Premier film de Giacomo Abruz­zese, Disco Boy n’a qu’un seul défaut : son titre, le rédui­sant à la scène de boîte de nuit finale assez conve­nue, rappe­lant comme deux miroirs de boule à facettes le Beau travail de Claire Denis, film de Légion étran­gère lui aussi, auquel on songe beau­coup ici. Car ce film de guerre apatride et capi­teux a des quali­tés esthé­tiques super­la­tives, du premier plan tropi­cal sur le torse d’ébène d’un soldat offert à la caméra dans son sommeil, jusqu’aux séquences stupé­fiantes de traque placide dans la jungle nigé­riane, ensor­ce­lées par l’elec­tro de Vita­lic.

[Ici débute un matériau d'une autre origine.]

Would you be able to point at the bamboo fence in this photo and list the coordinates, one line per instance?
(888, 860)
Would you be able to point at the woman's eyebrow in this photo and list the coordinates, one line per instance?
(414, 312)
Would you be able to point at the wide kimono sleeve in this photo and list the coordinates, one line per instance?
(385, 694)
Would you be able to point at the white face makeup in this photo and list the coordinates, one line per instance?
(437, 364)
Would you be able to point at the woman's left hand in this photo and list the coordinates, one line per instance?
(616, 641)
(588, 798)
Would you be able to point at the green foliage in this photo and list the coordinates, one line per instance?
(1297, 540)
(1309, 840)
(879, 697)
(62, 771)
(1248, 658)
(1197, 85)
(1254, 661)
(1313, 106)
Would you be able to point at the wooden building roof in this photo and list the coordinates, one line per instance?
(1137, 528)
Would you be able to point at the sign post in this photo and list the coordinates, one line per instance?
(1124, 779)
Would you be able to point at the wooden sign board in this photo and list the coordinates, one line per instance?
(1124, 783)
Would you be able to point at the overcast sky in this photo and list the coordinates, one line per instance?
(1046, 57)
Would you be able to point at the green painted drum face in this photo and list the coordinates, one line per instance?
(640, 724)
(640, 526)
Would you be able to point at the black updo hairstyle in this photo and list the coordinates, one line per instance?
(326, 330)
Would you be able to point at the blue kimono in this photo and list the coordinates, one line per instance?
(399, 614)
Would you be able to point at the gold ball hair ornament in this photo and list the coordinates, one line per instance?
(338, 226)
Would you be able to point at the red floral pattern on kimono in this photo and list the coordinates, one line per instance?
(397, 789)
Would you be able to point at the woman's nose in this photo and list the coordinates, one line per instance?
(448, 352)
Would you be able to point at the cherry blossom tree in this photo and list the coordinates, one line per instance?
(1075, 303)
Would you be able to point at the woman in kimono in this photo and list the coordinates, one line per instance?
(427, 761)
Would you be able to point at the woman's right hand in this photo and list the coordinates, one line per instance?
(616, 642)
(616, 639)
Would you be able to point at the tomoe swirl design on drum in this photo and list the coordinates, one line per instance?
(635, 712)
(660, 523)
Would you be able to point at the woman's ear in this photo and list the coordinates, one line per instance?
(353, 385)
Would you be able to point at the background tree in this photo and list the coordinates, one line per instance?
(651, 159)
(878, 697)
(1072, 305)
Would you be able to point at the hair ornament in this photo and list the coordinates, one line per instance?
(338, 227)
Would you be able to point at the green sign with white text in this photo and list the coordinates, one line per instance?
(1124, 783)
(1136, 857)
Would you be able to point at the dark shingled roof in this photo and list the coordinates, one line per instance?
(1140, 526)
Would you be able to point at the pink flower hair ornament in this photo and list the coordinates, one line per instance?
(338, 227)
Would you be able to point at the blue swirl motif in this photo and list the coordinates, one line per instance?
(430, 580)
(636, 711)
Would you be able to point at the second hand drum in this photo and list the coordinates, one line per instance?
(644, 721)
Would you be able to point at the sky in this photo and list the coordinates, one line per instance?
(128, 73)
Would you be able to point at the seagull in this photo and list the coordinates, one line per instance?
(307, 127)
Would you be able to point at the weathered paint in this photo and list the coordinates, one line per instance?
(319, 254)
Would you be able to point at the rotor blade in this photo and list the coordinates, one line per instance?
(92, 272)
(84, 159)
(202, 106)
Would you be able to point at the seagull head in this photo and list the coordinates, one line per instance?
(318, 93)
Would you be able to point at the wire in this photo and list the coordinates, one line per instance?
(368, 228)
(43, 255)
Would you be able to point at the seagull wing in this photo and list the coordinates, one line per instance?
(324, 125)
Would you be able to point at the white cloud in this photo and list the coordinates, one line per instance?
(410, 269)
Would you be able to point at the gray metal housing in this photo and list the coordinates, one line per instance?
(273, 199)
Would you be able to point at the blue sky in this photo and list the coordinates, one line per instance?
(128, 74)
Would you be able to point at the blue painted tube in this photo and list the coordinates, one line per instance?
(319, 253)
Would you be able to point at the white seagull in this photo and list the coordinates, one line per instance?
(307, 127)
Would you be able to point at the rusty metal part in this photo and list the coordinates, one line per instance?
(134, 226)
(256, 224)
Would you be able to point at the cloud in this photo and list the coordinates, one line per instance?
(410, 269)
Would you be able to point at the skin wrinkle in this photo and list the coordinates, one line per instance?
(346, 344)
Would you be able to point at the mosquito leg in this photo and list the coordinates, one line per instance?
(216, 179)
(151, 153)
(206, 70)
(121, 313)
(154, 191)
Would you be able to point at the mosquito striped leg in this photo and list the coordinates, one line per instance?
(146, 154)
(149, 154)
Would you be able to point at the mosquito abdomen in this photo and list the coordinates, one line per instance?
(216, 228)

Franz Rogowski, acteur fétiche de Chris­tian Petzold.

Immi­gra­tion forcée contre monde civi­lisé

A travers la fuite d’un soldat biélo-russe entré dans la Légion étran­gère française pour fuir son pays à tout prix, et son étrange frater­nité de combat avec un soldat de l’éman­ci­pa­tion du Delta, Abruz­zese réus­sit un film poli­tique singu­lier, filmant en actes et en beau­tés la revanche des passa­gers clan­des­tins de l’im­mi­gra­tion forcée sur le monde civi­lisé, quelque part entre le récent Paci­fic­tion pour la sensua­lité (ici plutôt mâle), et Les Confins du monde de Guillaume Nicloux, peut-être le plus beau rôle du regretté Gaspard Ulliel. Alors même si ce trans­fert de Disco Boy dans la dernière demi-heure réduit un peu trop cette âpre quête inté­rieure à la Joseph Conrad au cliché d’une banale piste de danse à Paris, ce premier essai est suffi­sam­ment impres­sion­nant pour qu’on retienne le nom de ce réali­sa­teur, lui-même apatride euro­péen, pour un prochain voyage.

Disco Boy de Giacomo Abruz­zese (Fr-It-Bel-Pol, 1h32) avec Franz Rogowski, Morr Ndiaye, Laeti­tia Ky, Matteo Olivet­ti… Sortie le 3 mai.